The latest member of this botanical line-up is the noni fruit, which flourishes in Hawaii and other Polynesian climes and has been used for centuries by traditional healers from these islands. Hawaiian Kahunas applied noni leaves as a topical salve for burns, skin conditions and joint pain, and recommended the fruit for digestive disturbances and urinary tract infections. Local islanders continue to consume the fruit today, reporting it to be beneficial for more serious chronic conditions like diabetes, high blood pressure and cancer.
Those who want to follow suit and partake of noni may find they have a bitter pill to swallow. Eating the fruit itself can be truly repugnant — noni has earned the nickname “vomit fruit” because its smell and taste are so foul! But modern processing has sweetened it up into a juice that’s palatable, and noni can also be taken as a tea or dehydrated into odorless, tasteless powder form in capsules. With these more appealing options, noni has become widely accessible and has won over celebrity adherents from Marc Jacobs to Meg Ryan. Manufacturers laud the juice as a health panacea for everything from cancer and hypertension to sinusitis, ulcers, depression, lupus, herpes, hepatitis and heart disease. Yet is noni truly the next miracle fruit, or just the latest overblown fad?
Laboratory research has confirmed the benefits of some of noni’s traditional uses. In animal studies, noni extract was shown to be a natural analgesic, explaining its efficacy for aches and pains. The fruit was also found to have antimicrobial properties against bacteria such as E. coli, which may account for its usefulness in healing wounds and resolving digestive disturbances.
Though more research is needed, early findings suggest that noni is a cancer fighter. In one study, noni juice suppressed tumor growth and prolonged the life of experimental mice with lung cancer. The researchers concluded that noni curbed cancer cells indirectly by stimulating the immune system. Currently, studies funded by the National Center for Complementary and Alternative Medicine are underway to investigate noni’s effects on prostate cancer cells and on breast cancer prevention and treatment.
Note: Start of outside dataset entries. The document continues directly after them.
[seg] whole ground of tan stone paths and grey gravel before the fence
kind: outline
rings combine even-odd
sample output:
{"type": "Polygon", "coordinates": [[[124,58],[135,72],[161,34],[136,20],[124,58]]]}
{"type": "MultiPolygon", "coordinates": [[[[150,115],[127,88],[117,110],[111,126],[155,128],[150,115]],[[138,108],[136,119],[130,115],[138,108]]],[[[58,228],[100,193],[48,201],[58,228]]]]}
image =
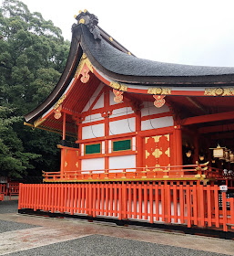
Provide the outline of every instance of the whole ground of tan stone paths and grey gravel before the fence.
{"type": "Polygon", "coordinates": [[[0,255],[234,255],[233,240],[21,215],[16,203],[0,202],[0,255]]]}

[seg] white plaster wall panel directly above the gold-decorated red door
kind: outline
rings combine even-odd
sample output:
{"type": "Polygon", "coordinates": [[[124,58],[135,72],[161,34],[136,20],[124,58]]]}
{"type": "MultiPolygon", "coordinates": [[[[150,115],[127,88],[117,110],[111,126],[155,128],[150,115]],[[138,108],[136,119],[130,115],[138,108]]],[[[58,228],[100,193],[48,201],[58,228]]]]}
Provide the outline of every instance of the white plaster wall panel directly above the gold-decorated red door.
{"type": "Polygon", "coordinates": [[[150,121],[149,120],[142,121],[141,122],[141,131],[158,129],[158,128],[168,127],[168,126],[173,126],[173,125],[174,125],[173,117],[165,116],[165,117],[151,119],[150,121]]]}

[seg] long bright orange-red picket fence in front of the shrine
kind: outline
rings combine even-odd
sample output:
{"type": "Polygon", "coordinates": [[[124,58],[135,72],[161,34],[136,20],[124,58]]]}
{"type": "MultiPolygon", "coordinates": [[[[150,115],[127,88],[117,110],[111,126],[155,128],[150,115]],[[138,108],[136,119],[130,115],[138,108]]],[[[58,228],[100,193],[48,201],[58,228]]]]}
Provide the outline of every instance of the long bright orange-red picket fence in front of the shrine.
{"type": "Polygon", "coordinates": [[[20,184],[18,208],[234,231],[234,198],[219,186],[168,182],[20,184]]]}

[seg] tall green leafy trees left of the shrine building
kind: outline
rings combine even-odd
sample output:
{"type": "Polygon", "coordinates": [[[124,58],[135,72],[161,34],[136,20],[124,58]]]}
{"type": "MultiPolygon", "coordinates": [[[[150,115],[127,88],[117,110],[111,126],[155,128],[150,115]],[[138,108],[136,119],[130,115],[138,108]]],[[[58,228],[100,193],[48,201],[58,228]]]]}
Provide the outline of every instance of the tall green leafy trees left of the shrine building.
{"type": "Polygon", "coordinates": [[[51,20],[21,1],[0,8],[0,176],[59,168],[60,137],[24,127],[23,115],[53,90],[66,65],[68,41],[51,20]],[[14,116],[14,118],[12,117],[14,116]],[[33,153],[33,154],[32,154],[33,153]],[[37,157],[36,157],[37,155],[37,157]],[[6,157],[7,156],[7,157],[6,157]]]}

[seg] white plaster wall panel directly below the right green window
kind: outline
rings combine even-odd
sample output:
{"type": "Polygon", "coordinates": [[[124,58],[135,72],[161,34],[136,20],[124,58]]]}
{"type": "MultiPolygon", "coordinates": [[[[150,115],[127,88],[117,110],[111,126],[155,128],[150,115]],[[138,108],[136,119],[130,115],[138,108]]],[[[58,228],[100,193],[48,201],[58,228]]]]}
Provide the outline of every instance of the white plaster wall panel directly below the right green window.
{"type": "MultiPolygon", "coordinates": [[[[109,157],[109,169],[134,168],[136,167],[136,155],[120,155],[109,157]]],[[[128,170],[130,171],[130,170],[128,170]]],[[[131,170],[135,171],[135,170],[131,170]]],[[[110,172],[117,172],[115,170],[110,172]]]]}

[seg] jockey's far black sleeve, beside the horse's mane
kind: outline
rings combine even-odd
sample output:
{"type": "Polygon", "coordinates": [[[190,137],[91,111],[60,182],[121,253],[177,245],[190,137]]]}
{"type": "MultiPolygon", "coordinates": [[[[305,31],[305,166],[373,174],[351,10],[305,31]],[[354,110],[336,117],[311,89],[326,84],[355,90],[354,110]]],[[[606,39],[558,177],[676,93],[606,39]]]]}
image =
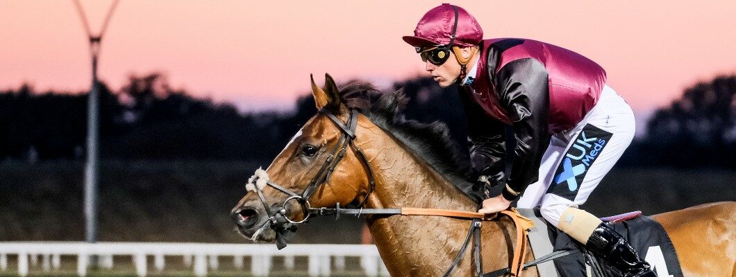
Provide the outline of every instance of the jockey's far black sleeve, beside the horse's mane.
{"type": "MultiPolygon", "coordinates": [[[[467,89],[467,88],[466,88],[467,89]]],[[[486,176],[490,186],[504,184],[506,162],[506,125],[486,115],[478,104],[470,99],[470,91],[461,93],[467,118],[467,143],[470,148],[470,164],[473,167],[473,181],[476,190],[484,193],[484,187],[477,181],[486,176]]]]}

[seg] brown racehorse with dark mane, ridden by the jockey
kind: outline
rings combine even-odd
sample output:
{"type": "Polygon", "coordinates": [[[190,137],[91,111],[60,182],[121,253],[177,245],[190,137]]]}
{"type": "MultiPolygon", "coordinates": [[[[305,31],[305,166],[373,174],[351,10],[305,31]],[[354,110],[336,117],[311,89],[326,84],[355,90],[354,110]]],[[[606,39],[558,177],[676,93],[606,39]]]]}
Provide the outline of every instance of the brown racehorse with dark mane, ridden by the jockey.
{"type": "MultiPolygon", "coordinates": [[[[467,181],[467,164],[456,156],[447,126],[403,119],[400,111],[407,103],[403,93],[382,93],[362,82],[339,89],[329,74],[324,88],[314,78],[311,87],[321,112],[261,170],[263,181],[255,181],[258,189],[249,188],[257,193],[244,195],[231,212],[244,237],[273,242],[278,237],[273,228],[280,222],[277,215],[301,223],[308,217],[305,209],[340,204],[365,209],[478,209],[478,201],[461,189],[473,184],[467,181]],[[353,134],[346,134],[351,127],[353,134]],[[272,185],[266,186],[266,181],[272,185]]],[[[651,217],[667,231],[685,276],[736,276],[736,202],[651,217]]],[[[391,276],[442,276],[458,257],[470,227],[467,219],[442,216],[367,215],[366,221],[391,276]]],[[[509,267],[518,246],[514,223],[497,217],[481,225],[482,267],[509,267]]],[[[533,258],[526,253],[523,261],[533,258]]],[[[453,276],[473,276],[473,263],[478,262],[473,259],[478,258],[462,256],[453,276]]],[[[536,267],[522,273],[538,276],[536,267]]]]}

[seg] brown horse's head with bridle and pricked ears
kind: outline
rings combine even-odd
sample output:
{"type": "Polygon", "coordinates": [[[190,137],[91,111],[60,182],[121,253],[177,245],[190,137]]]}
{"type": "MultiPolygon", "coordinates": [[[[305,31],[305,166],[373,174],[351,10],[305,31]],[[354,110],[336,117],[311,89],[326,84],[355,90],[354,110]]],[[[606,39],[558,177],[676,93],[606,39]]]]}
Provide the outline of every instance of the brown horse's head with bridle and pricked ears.
{"type": "Polygon", "coordinates": [[[358,121],[329,76],[324,90],[311,81],[317,112],[302,126],[266,170],[257,170],[248,193],[233,208],[238,230],[255,241],[270,242],[277,233],[305,220],[309,209],[361,205],[372,190],[367,159],[353,144],[358,121]]]}

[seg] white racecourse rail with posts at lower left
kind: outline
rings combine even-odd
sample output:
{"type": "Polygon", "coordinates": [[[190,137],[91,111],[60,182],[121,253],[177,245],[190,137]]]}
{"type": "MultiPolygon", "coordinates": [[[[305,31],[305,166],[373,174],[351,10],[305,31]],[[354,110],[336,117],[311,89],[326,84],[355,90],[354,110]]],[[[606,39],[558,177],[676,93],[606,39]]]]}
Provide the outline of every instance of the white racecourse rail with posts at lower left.
{"type": "Polygon", "coordinates": [[[184,264],[193,267],[195,276],[206,276],[208,270],[216,270],[221,256],[232,256],[233,266],[238,270],[244,268],[243,258],[250,256],[250,273],[253,276],[267,276],[274,256],[283,256],[286,269],[294,268],[295,256],[306,256],[309,276],[330,276],[333,267],[335,270],[344,269],[346,256],[355,256],[360,259],[360,266],[367,276],[389,276],[375,245],[289,245],[277,250],[275,245],[256,244],[0,242],[0,270],[7,270],[8,256],[13,255],[17,256],[20,276],[28,276],[29,264],[37,265],[39,257],[43,271],[59,269],[62,255],[77,256],[79,276],[87,274],[91,255],[99,256],[99,264],[108,269],[113,267],[113,256],[131,256],[138,276],[146,276],[148,256],[153,256],[153,267],[159,271],[166,266],[165,256],[182,256],[184,264]]]}

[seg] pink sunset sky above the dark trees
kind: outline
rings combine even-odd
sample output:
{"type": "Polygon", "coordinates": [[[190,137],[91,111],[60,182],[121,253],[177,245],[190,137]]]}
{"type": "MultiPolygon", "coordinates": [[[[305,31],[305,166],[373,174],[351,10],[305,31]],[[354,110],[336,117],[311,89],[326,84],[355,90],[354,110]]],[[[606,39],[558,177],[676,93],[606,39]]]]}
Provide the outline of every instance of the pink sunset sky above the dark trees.
{"type": "MultiPolygon", "coordinates": [[[[112,1],[82,0],[92,29],[112,1]]],[[[242,110],[289,109],[309,73],[381,86],[425,75],[401,36],[441,1],[121,0],[99,76],[166,73],[174,87],[242,110]]],[[[453,1],[486,38],[526,37],[606,68],[640,115],[685,87],[736,72],[736,1],[453,1]]],[[[88,44],[71,0],[0,0],[0,89],[85,90],[88,44]]]]}

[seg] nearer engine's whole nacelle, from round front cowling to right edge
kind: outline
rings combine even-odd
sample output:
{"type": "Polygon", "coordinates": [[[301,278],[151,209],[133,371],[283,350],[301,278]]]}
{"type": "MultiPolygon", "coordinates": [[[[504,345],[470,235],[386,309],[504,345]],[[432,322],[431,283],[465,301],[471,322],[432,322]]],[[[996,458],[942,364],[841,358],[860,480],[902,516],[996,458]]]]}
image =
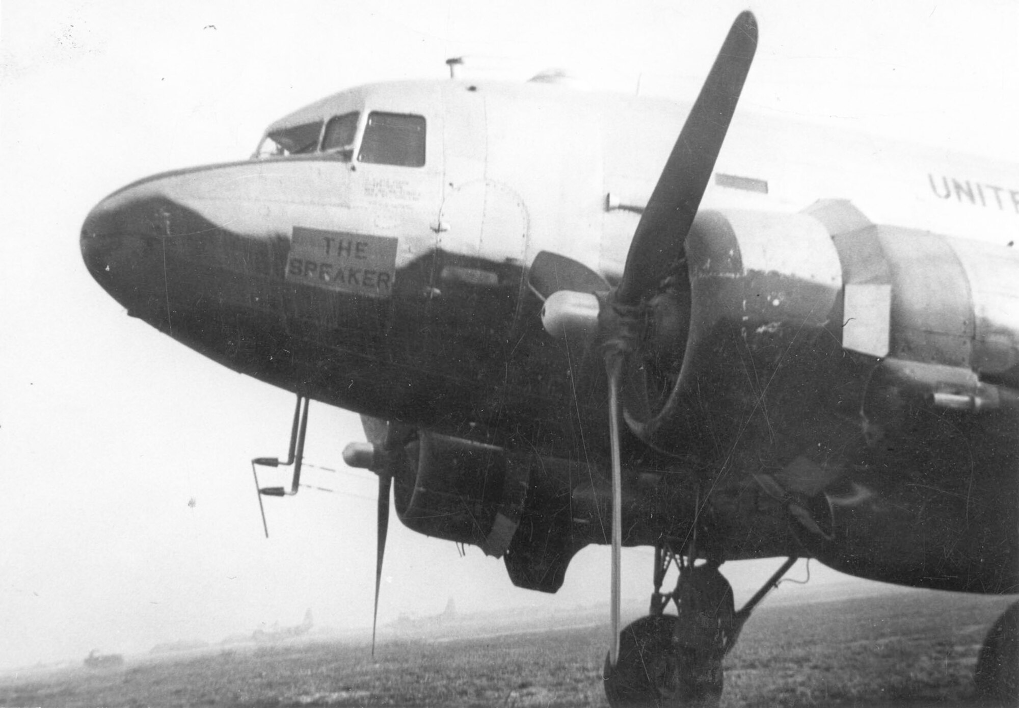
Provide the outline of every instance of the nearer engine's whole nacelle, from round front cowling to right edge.
{"type": "MultiPolygon", "coordinates": [[[[808,362],[835,344],[864,366],[892,358],[1019,385],[1012,249],[873,224],[849,202],[826,200],[796,214],[700,212],[681,265],[685,273],[665,293],[681,306],[654,310],[687,323],[685,337],[664,338],[675,365],[657,381],[647,374],[655,367],[645,366],[647,391],[638,387],[627,407],[633,431],[662,449],[696,438],[695,399],[711,372],[739,371],[726,358],[734,347],[755,357],[761,381],[780,363],[808,362]]],[[[952,396],[965,394],[971,408],[986,398],[949,393],[931,390],[957,407],[965,402],[952,396]]]]}

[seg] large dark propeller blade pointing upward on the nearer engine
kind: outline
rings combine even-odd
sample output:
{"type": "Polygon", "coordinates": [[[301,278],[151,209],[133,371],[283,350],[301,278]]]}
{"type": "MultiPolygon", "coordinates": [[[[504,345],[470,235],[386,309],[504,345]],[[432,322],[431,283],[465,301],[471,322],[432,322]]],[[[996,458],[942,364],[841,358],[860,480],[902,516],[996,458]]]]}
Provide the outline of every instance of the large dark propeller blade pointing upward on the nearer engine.
{"type": "Polygon", "coordinates": [[[640,304],[682,254],[756,49],[757,20],[747,10],[733,22],[637,224],[618,303],[640,304]]]}

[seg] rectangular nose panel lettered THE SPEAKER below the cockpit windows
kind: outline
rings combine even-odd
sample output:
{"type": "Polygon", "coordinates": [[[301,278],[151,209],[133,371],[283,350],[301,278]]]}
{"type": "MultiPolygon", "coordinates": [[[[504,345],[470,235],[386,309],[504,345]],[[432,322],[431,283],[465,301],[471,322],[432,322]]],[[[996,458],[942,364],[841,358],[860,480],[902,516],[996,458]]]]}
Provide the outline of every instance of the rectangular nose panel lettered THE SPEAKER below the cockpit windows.
{"type": "Polygon", "coordinates": [[[293,227],[286,261],[290,283],[388,298],[396,279],[398,239],[293,227]]]}

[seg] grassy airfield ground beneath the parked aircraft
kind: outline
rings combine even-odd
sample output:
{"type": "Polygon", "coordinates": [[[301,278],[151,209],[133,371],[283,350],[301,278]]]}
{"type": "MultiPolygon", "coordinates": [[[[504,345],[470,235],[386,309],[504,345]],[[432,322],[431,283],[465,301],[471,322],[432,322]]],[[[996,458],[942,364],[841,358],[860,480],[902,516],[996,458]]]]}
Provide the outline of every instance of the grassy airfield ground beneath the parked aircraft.
{"type": "MultiPolygon", "coordinates": [[[[722,706],[963,706],[1010,603],[938,593],[765,603],[727,659],[722,706]]],[[[576,621],[576,620],[575,620],[576,621]]],[[[535,623],[530,624],[535,627],[535,623]]],[[[605,706],[602,625],[308,640],[0,678],[0,706],[605,706]]]]}

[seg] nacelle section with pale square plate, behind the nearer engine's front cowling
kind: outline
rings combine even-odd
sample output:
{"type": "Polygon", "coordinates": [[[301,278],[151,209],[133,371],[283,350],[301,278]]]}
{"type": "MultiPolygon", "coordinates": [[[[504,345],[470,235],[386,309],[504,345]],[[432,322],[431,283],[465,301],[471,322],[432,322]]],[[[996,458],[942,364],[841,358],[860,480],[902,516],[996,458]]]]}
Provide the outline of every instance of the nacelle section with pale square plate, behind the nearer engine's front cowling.
{"type": "Polygon", "coordinates": [[[846,349],[1019,386],[1019,253],[871,224],[846,202],[809,211],[827,226],[842,261],[846,349]]]}

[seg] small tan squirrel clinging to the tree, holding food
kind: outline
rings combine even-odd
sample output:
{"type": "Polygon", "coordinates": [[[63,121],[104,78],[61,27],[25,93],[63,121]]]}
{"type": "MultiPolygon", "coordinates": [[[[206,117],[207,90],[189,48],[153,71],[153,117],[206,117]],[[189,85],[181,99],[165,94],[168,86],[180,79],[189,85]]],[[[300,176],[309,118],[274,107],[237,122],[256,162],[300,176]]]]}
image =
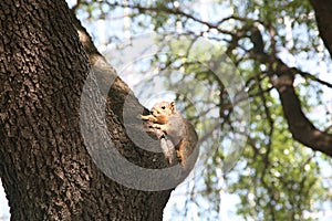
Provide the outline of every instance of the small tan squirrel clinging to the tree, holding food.
{"type": "Polygon", "coordinates": [[[180,166],[185,168],[187,158],[197,145],[198,136],[194,126],[176,110],[175,103],[157,103],[153,106],[149,115],[141,115],[141,118],[154,123],[153,128],[160,129],[170,137],[180,166]]]}

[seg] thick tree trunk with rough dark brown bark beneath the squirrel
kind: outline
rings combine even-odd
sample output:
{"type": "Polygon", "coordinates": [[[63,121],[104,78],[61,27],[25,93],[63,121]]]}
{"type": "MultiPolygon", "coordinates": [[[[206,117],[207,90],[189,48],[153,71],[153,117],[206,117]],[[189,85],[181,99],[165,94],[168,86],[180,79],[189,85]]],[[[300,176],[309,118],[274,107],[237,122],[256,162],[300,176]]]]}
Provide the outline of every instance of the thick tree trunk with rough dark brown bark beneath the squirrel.
{"type": "MultiPolygon", "coordinates": [[[[128,101],[133,109],[139,104],[131,95],[128,99],[129,90],[91,44],[64,1],[0,2],[0,177],[12,220],[162,220],[169,189],[179,179],[168,189],[136,190],[126,180],[110,179],[97,161],[103,157],[102,162],[112,161],[118,151],[142,167],[165,166],[160,154],[142,150],[128,138],[123,104],[128,101]],[[91,73],[106,78],[103,84],[92,80],[100,87],[92,96],[105,92],[108,81],[113,83],[105,106],[110,134],[102,134],[111,137],[113,146],[105,147],[107,154],[101,158],[91,155],[94,149],[86,147],[82,135],[82,117],[91,123],[87,129],[98,129],[94,103],[86,102],[84,108],[81,104],[91,73]]],[[[142,131],[135,124],[127,125],[142,131]]],[[[118,171],[131,173],[128,168],[118,171]]]]}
Noni fruit is a rich source of antioxidants, which are known to lower the risk for infection, heart disease and cancer. However, sweetened noni juice may not pack an antioxidant punch as high as the whole fruit since juice processing typically involves pasteurization and filtering out the noni pulp. Thus, health claims based solely on the commercially available juice form of noni are likely elevated.
Consume the Right Way
Also, to reap the most benefits, noni juice should be consumed on an empty stomach, according to Dr. Ralph M. Heinicke, a prominent biochemist known for his extensive noni research at the University of Hawaii. Heinicke discovered that noni fruit contains a compound called prexeronine that, under the right conditions, is converted into an alkaloid known as xeronine. He believed that xeronine acts at cell receptor sites to confer a variety of benefits, from sloughing off dead tissue from burns to aiding the absorption of endorphine (a “feel good” neurotransmitter) to improving digestion. However, if noni juice is taken on a full stomach, the acids in the stomach will destroy the enzyme needed to convert prexeronin to xeronine, eliminating its benefits.
Heinicke’s conclusions bear a striking kinship to ancient Polynesian legends. In numerous myths, heroes and heroines survived periods of famine by eating noni, lending a mythic dimension to the hypothesis that noni is best consumed on an empty stomach. So, if you want to try noni, drink a glass of juice half an hour before your breakfast. While the jury is still out on noni’s veracity as a cure-all, you’ll be getting a heaping helping of potassium and Vitamin C, the potential for considerable health benefits and a sip of Polynesian paradise to boot.